Some of the Things Most Children Will Do at Different Ages:

Birth to 3 Months

  • Reacts to familiar voices or words
  • Reacts to loud sounds-baby startles, blinks, stops, sucking, cries or wakes up
  • Makes soft sounds when awake, baby gurgles

3 to 6 Months

  • Turns eyes or head towards sounds, voices, noise-making toys, dog barking
  • Starts to make speech like sounds ‘ga’ ‘ooh’
  • Reacts to a change in your tone of voice

6 to 9 Months

  • Responds to own name and looks when called
  • Understands simple words like ‘no’, ‘bye-bye’, ‘give’.
  • Babbles ‘da da da’ ‘ma ma ma’. ‘bababa’

9 to 12 Months

  • Responds to both soft and loud sounds
  • Repeats single words and imitates animal sounds
  • Points to favorite toys or foods when asked

12 to 18 Months

  • Uses 10 or more words
  • Follows simple spoken directions such as ‘get the ball’
  • Points to people, body parts or toys when asked

18 to 24 Months

  • Uses 20 or more words
  • Combines two or more words such as ‘more juice” “what’s that?”
  • Uses many different consonant sounds at beginnings of words: b, g.
  • Listens to sample stories and songs

2 to 3 Years

  • Uses two to three-word sentences
  • Follows two-step instructions, “close the door and get the ball”

Developmental Delay

Developmental delay is the inability of a child to achieve a developmental milestone at a particular expected age.

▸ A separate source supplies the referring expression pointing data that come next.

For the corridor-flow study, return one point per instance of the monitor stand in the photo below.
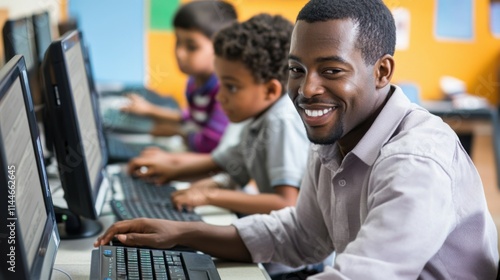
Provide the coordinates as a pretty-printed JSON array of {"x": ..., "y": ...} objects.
[{"x": 72, "y": 226}]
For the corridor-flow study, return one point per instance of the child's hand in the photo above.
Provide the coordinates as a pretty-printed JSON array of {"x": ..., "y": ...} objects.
[
  {"x": 166, "y": 128},
  {"x": 138, "y": 105},
  {"x": 154, "y": 165},
  {"x": 198, "y": 194}
]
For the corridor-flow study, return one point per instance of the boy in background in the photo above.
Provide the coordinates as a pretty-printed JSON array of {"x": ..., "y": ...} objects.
[{"x": 204, "y": 122}]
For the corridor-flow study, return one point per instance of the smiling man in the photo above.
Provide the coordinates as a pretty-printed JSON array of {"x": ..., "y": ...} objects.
[{"x": 388, "y": 188}]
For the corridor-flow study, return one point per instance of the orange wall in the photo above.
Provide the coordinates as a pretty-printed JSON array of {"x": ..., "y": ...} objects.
[
  {"x": 423, "y": 63},
  {"x": 427, "y": 59}
]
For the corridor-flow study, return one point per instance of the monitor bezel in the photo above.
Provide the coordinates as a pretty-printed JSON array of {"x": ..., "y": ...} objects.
[
  {"x": 66, "y": 131},
  {"x": 45, "y": 259},
  {"x": 10, "y": 52},
  {"x": 36, "y": 31}
]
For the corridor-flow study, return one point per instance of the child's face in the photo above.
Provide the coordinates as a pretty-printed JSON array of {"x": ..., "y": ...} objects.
[
  {"x": 240, "y": 96},
  {"x": 194, "y": 52}
]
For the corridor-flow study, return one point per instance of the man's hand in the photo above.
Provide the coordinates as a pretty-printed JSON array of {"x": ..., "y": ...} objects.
[{"x": 154, "y": 233}]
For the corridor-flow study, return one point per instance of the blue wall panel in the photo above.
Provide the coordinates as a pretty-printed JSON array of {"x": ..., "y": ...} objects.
[{"x": 114, "y": 31}]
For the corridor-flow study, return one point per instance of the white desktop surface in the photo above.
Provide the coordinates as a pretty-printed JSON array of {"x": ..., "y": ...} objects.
[{"x": 74, "y": 256}]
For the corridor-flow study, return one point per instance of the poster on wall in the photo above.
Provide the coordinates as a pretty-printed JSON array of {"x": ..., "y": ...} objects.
[
  {"x": 455, "y": 20},
  {"x": 402, "y": 21}
]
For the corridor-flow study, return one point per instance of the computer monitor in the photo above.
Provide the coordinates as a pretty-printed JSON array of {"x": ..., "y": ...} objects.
[
  {"x": 29, "y": 237},
  {"x": 78, "y": 144},
  {"x": 43, "y": 34},
  {"x": 19, "y": 38},
  {"x": 43, "y": 38}
]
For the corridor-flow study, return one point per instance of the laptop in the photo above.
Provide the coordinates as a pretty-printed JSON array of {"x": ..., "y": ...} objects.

Developmental delay can be because of biological, genetic, social factors or due to neurological or developmental disorders. For example, preterm children may attain developmental milestones later than their peers.

It is important to identify a child with developmental delay, find the cause and intervene early to attain a good future outcome.

Role of Parents

Parents play a large role in a child’s life, socialization, and development. Parents have an important role in ensuring normal development and identifying the signs of any delay or challenges that the child is facing. This will ensure correct intervention at the right time for the children.